To test the interaction of grass shrimp with Nematostella, all animals were starved for 48 hours before the experiment. Grass shrimp and Nematostella from different lines were placed in a container (27.5 cm in length, 8 cm in width, and 9 cm in height) with 1000 to 1200 ml of 15‰ ASW and onyx sand premium natural substrate (Seachem, USA) and separated by a divider for 30 min before recording the experiment for 15 min using Moticam 580 (Motic, China). Grass shrimp were gently introduced, and the recording started. Videos were exported and a 15-grid key was overlayed on top of the recording using Adobe Premiere Pro. Scoring was performed based on grid locations of grass shrimp every 10 s (fig. S6). At each time interval, if the predator was touching the sea anemone a score of 0.6 was given, if the predator was within a single grid away a score of 0.3 was given, and all other location were given a score of 0.1. For grass shrimp experiments, we examined multiple transgenic lines. This included laboratory strain wild-type, TBP::mCherry, control, and KD lines. One-way ANOVA and Tukey post hoc test analyses were performed to determine significance in a pairwise manner. No differences were observed between WT, mCherry, and control lines. Experiments comparing control and KD lines did not include WT and mCherry lines. Grass shrimp interactions were also performed for the comparison of NC and FL animals and were analyzed using a two-tailed Student’s t test. Interspecific interactions between Nematostella- mummichog were also performed as above with the exception of a 15-min acclimation, a 10-min recording time, and the use of a different substrate (White Coral Sand, Nature’s Ocean Premium Marine Substrates, USA) to allow better visualization of the mummichogs.
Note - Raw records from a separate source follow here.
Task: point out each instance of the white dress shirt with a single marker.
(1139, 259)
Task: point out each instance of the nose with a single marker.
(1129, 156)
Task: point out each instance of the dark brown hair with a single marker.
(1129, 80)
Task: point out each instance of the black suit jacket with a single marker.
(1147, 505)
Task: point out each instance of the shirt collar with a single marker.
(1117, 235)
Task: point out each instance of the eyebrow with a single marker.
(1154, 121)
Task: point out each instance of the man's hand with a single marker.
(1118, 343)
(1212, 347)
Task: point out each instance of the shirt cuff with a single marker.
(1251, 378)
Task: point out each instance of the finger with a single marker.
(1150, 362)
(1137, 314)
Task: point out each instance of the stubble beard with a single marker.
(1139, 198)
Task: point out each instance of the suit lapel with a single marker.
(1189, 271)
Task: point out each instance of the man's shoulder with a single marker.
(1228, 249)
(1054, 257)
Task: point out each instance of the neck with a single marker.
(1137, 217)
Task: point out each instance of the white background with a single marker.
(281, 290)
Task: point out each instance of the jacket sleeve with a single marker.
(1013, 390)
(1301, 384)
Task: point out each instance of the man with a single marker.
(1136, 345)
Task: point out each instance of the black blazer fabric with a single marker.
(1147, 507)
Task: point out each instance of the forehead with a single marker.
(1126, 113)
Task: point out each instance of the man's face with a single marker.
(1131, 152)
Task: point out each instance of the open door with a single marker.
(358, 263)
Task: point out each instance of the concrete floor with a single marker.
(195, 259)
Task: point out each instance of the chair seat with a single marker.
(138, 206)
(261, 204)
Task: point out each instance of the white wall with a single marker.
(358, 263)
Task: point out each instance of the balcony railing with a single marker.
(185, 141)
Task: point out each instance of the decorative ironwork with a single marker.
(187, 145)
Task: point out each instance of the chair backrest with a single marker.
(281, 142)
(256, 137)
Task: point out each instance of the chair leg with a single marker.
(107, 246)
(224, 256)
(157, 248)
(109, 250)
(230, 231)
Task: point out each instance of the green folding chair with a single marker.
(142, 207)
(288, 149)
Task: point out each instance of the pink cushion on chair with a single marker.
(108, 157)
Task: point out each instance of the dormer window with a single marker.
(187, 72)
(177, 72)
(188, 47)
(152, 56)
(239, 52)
Exposure of young mummichogs to Nematostella treated water behavioral assay

To test whether Nv1 is secreted into the water and affects fish behavior, we performed an additional behavioral analysis of mummichogs’ movement. First, to detect whether Nv1 is being secreted into the water, we performed an MS/MS analysis on water incubated with Nematostella overnight. Twelve wild-type females were placed in 42 ml of 15‰ ASW overnight (16 hours). Water was then collected and filtered using a 0.22-μm filter (Merck Millipore, USA) to remove any debris and released nematocytes. Filtered treated water was then concentrated first using Amicon Ultra-15 Centrifugal Filter Unit 3 kda (Merck Millipore) at 12°C and 2686g to a final volume of 0.5 ml. We further concentrated this down to 40 μl using the Amicon Ultra-0.5 Centrifugal Filter Unit (Merck Millipore) at 12°C and 4000g and submitted it for MS analysis.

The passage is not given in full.